You should have received a copy of the GNU General Public License along with this program; if not, write to the Free Software Foundation, Inc., 59 Temple Place, Suite 330, Boston, MA 02111-1307 USA.

Where indicated, portions of The Schneider Suite are instead protected under the copyrights of the respective authors or sponsoring institutions. The license for the University of California will be used in some cases. It is open-source and included below. All code in The Schneider Suite is released as open-source software under Version 2 of the GNU General Public License provided below or a nearly equivalent license.

LICENSE FOR SEGMENTS OF CODE OWNED BY UCLA

Copyright © 2005 The Regents of the University of California. All Rights Reserved.

Permission to use, copy, modify, and distribute this software and its documentation for educational, research and non-profit purposes, without fee, and without a written agreement is hereby granted, provided that the above copyright notice, this paragraph and the following three paragraphs appear in all copies.

Permission to incorporate this software into proprietary products may be obtained by contacting the University of California through Lorelei de Larena, Office of Intellectual Property Administration, 10920 Wilshire Blvd., Suite 1200, Los Angeles, CA 90024-1406, 310-794-0558.

This software program and documentation are copyrighted by The Regents of the University of California. The software program and documentation are supplied "as is", without any accompanying services from The Regents. The Regents does not warrant that the operation of the program will be uninterrupted or error-free. The end-user understands that the program was developed for research purposes and is advised not to rely exclusively on the program for any reason.

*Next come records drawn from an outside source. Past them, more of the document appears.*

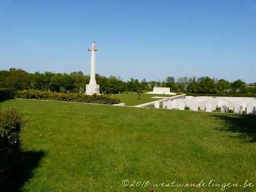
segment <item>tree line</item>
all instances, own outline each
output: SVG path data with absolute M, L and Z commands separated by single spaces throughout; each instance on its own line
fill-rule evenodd
M 170 88 L 172 92 L 191 93 L 245 94 L 256 93 L 256 83 L 247 87 L 241 79 L 233 82 L 209 77 L 196 76 L 178 78 L 167 77 L 162 81 L 147 81 L 145 78 L 139 81 L 131 78 L 124 81 L 120 76 L 111 76 L 108 78 L 96 74 L 97 83 L 100 85 L 100 92 L 106 94 L 120 92 L 151 91 L 154 87 Z M 16 90 L 36 89 L 57 92 L 85 92 L 87 84 L 90 82 L 90 75 L 83 75 L 80 71 L 67 73 L 36 72 L 29 73 L 22 69 L 10 69 L 0 71 L 0 88 Z

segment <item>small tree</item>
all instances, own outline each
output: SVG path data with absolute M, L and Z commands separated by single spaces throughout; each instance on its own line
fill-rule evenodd
M 20 131 L 27 121 L 15 109 L 2 113 L 0 108 L 0 186 L 10 176 L 22 150 Z

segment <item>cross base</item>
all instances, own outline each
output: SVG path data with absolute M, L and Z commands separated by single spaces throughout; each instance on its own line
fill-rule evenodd
M 99 84 L 87 84 L 86 94 L 93 95 L 94 93 L 99 94 Z

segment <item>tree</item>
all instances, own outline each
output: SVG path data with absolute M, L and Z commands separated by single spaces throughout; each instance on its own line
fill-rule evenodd
M 146 78 L 143 78 L 140 83 L 140 89 L 141 90 L 147 90 L 147 82 L 146 82 Z
M 7 88 L 7 85 L 6 83 L 6 78 L 9 75 L 9 71 L 0 71 L 0 88 Z
M 114 76 L 111 76 L 108 78 L 106 83 L 104 90 L 106 93 L 117 94 L 119 92 L 122 92 L 123 90 L 122 86 L 122 80 Z
M 215 80 L 209 77 L 201 77 L 197 79 L 199 87 L 198 93 L 216 93 Z
M 185 92 L 187 89 L 188 78 L 187 77 L 180 77 L 177 79 L 177 87 L 180 91 Z
M 170 90 L 172 91 L 176 91 L 178 90 L 178 87 L 175 83 L 175 79 L 174 77 L 167 77 L 165 85 L 166 87 L 170 88 Z
M 130 81 L 127 81 L 127 91 L 137 91 L 140 89 L 140 83 L 138 79 L 134 79 L 133 78 L 130 78 Z
M 190 93 L 198 93 L 199 90 L 199 84 L 196 80 L 196 76 L 189 77 L 188 78 L 188 84 L 187 90 Z
M 233 93 L 244 93 L 246 92 L 245 83 L 241 79 L 238 79 L 230 83 L 230 88 Z
M 32 78 L 26 71 L 20 69 L 11 69 L 6 78 L 6 87 L 23 90 L 31 88 Z
M 226 80 L 221 79 L 216 84 L 217 91 L 221 93 L 228 93 L 230 89 L 230 83 Z

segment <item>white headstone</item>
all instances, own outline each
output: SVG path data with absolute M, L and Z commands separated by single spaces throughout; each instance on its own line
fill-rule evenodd
M 168 110 L 173 109 L 173 103 L 171 101 L 168 101 L 166 102 L 166 108 Z
M 192 105 L 192 111 L 198 111 L 198 105 L 197 103 L 193 103 Z
M 182 102 L 180 102 L 179 105 L 179 109 L 180 110 L 184 110 L 185 109 L 185 104 Z
M 253 106 L 253 115 L 256 115 L 256 106 Z
M 243 106 L 236 104 L 234 105 L 234 113 L 238 114 L 243 114 Z
M 211 112 L 211 104 L 206 104 L 206 112 Z
M 252 113 L 253 110 L 253 103 L 252 102 L 247 102 L 247 106 L 246 106 L 246 114 L 249 114 Z
M 221 105 L 221 112 L 226 113 L 227 111 L 227 107 L 226 104 L 223 104 Z
M 167 109 L 167 101 L 163 101 L 163 109 Z
M 242 103 L 241 104 L 242 106 L 243 106 L 243 111 L 245 111 L 245 108 L 246 107 L 246 105 L 247 105 L 247 103 Z
M 160 102 L 155 102 L 155 107 L 157 109 L 159 109 Z

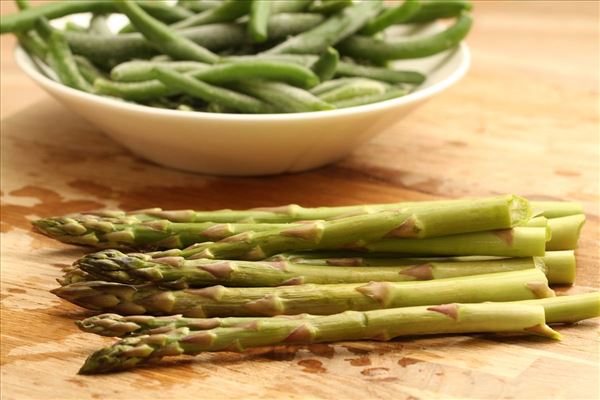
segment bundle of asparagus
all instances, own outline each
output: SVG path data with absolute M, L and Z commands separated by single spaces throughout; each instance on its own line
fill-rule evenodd
M 126 336 L 80 371 L 100 373 L 167 355 L 285 343 L 457 332 L 557 339 L 546 323 L 600 314 L 598 293 L 554 297 L 549 287 L 573 283 L 584 221 L 578 204 L 506 195 L 104 211 L 34 225 L 105 249 L 66 268 L 53 290 L 125 315 L 78 322 L 87 332 Z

IN NO EVENT SHALL THE UNIVERSITY OF CALIFORNIA BE LIABLE TO ANY PARTY FOR DIRECT, INDIRECT, SPECIAL, INCIDENTAL, OR CONSEQUENTIAL DAMAGES, INCLUDING LOST PROFITS, ARISING OUT OF THE USE OF THIS SOFTWARE AND ITS DOCUMENTATION, EVEN IF THE UNIVERSITY OF CALIFORNIA HAS BEEN ADVISED OF THE POSSIBILITY OF SUCH DAMAGE. THE UNIVERSITY OF CALIFORNIA SPECIFICALLY DISCLAIMS ANY WARRANTIES, INCLUDING, BUT NOT LIMITED TO, THE IMPLIED WARRANTIES OF MERCHANTABILITY AND FITNESS FOR A PARTICULAR PURPOSE. THE SOFTWARE PROVIDED HEREUNDER IS ON AN "AS IS" BASIS, AND THE UNIVERSITY OF CALIFORNIA HAS NO OBLIGATIONS TO PROVIDE MAINTENANCE, SUPPORT, UPDATES, ENHANCEMENTS, OR MODIFICATIONS.